Nurse Initiated Thrombolysis

Coronary disease contributes to a high mortality and morbidity each year (Cowie, 2002). Thrombolytic therapy during elevated S-T segment elevation in acute myocardial infarction and new left bundle branch block (STEMI) has been found to have advantages in coronary disease management (Fibrinolytic Therapy Trialists Collaborative Group, 1994; Clare and Bullock, 2003) which include symptomatic delay and 30/1000 mortality reduction.
Evidentiary studies suggest that six-hour delay in thrombolytic treatment implicates significant reduction in the mortality rate of thrombolytic therapy recipients (i.e. 30/100 before 6 hour treatment to 10/1000 upon 13-18 hour treatment) thus invoking systematic methods on the management of cardiology department to reduce time delays (Fibrinolytic Therapy Trialists Collaborative Group, 1994).
The National Service Framework for coronary heart disease devised the 20 minute intervention (Department of Health, 2000) from the clinical onset of the disease, the so called ‘door-to-needle-time’, in response to heart malady. The door to needle time has been changed to 30 minutes as of April 2002 indicated for patients with myocardial infarction (Smallwood, 2004).

To reduce the possible time delay and to reach the 75 % goal reception of thrombolytic myocardial infarction (MI) patients at 30 minutes, an alternative model, Phase III, were set by Coronary Heart Disease Framework (Department of Health, 2000) with an overall inclusion or additive roles of nurses that would cover initial assessment and administering thrombolytic therapy to uncomplicated myocardial infarction cases.

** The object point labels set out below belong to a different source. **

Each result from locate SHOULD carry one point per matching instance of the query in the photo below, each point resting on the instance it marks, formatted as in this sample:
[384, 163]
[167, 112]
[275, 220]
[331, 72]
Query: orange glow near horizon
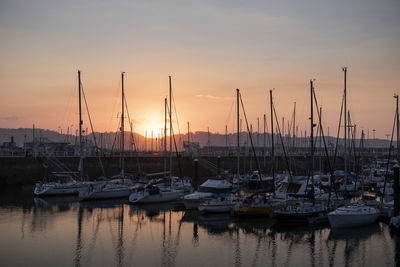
[209, 51]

Nurse-initiated thrombolytic (NIT) practice is relatively new, and the studies, qualitative or quantitative in approach, are few. Most of the topics for NIT study would include NIT feasibility, reliability, and perceptive dimensions. In the following paper, there is an attempt to create a review of the different studies concerning nurse-initiated thrombolysis. Elucidation of roles and nurse’s pivotal roles are deducted from the studies.
II. Assessment
Quin et al. (1998) conducted a study on the assessment of coronary nurses’ ability to determine patient suitability for the thrombolytic therapy using clinical and electrocardiographic standards and they found that majority of the nurses, 85 % of sample population, showed safe and appropriate management decisions.  The study population was limited to only ten Coronary Care Units (CCUs) in Yorkshire and Northern England and the methodology and data collection consists of vignettes and questionnaire forms for finding out suitability of nurses decisions.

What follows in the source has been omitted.